Ingat pernah nonton tayangan Benang Merah TV One yang mengangkat tema "Intrik Dukun Politik" edisi 10 November 2016, saya jadi berpikir tentang sebuah kebetulan di pilkada DKI Jakarta. Kemungkinan besar memang akibat nasihat dukun politik. Karena menurut seorang narasumber yang identitasnya disamarkan dalam acara itu, ternyata perdukunan politik memang marak saat pilkada dan "semua" pihak pernah jadi klien-nya.
Yang saya maksudkan sebagai kebetulan dalam pilkada DKI Jakarta adalah kesamaan "nama" para calon gubernurnya. Saya menduga kuat bahwa sebelumnya semua pihak pengusung bakal calon gubernur DKI telah berkonsultasi dengan para dukun politik.
Yang saya tahu, para spiritualis sejati (dukun putih) tidak akan berani menyampaikan "informasi ilahiah" yang berhasil diintipnya secara nyata/lugas pada orang lain. Orang Jawa bilang bisa kualat karena ndhisiki kersa (mendahului kehendak-Nya). Para spiritualis sejati biasanya hanya bersedia menyebutkan ciri-ciri atau tanda-tandanya.
Inisial "A" dan 4 huruf saja
Saat berkonsultasi dengan para dukun politik, para pengusung calon mendapat informasi yang (kebetulan) sama bahwa gubernur DKI nanti yang jadi adalah yang berinisial "A" dan namanya terdiri atas 4 huruf. Maka mantap-lah PDIP dkk mengusung Ahok, sementara Gerindra dan PKS yang semula mengusung Sandiaga Uno akhirnya banting stir meminang Anis Baswedan. Sebenarnya Sandiaga Uno bisa saja diakui sebagai Andi (s-ANDI-aga), tetapi itu jelas bukan nama panggilan resminya. Nama "Anis" lebih diakui dan meyakinkan sebagai yang berinisial "A" dan 4 huruf jumlahnya. Maka posisi cagub pun direlakan pada Anis. Bagaimana dengan poros Cikeas?

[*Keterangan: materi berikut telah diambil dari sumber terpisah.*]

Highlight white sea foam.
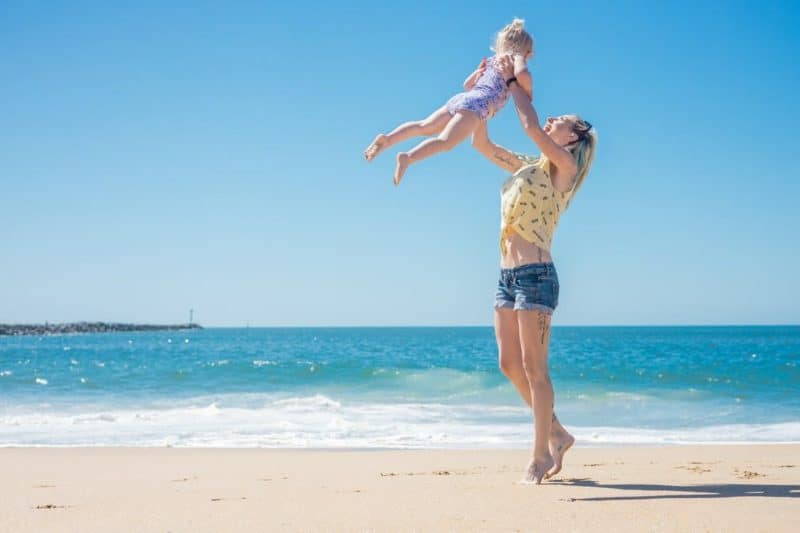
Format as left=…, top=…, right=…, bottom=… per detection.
left=0, top=393, right=800, bottom=448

Kesukaan Pak SBY pemimpin poros Cikeas dengan hal yang berbau klenik sepertinya sudah pernah diketahui publik. Dari keyakinan pada berkah angka 9 hingga beberapa kalimat pernyataan di bukunya yang terkenal mengindikasikan hal tersebut. Pak SBY pun pastinya sudah mendapat informasi soal profil gubernur DKI yang bakal jadi nanti. Oleh karena jika bergabung dengan Gerindra dan PKS dirasa kurang berwibawa, maka beliau dan partai-partai koalisinya berniat mengusung sendiri calon gubernurnya.
Jadi, bagi poros Cikeas, khususnya Partai Demokrat, penjaringan calon lewat jalur konvensi lagi-lagi sekadar basa-basi audisi. Se-kredibel dan se-takwa apapun kalau namanya tidak memenuhi syarat perklenikan tidak akan dipertimbangkan.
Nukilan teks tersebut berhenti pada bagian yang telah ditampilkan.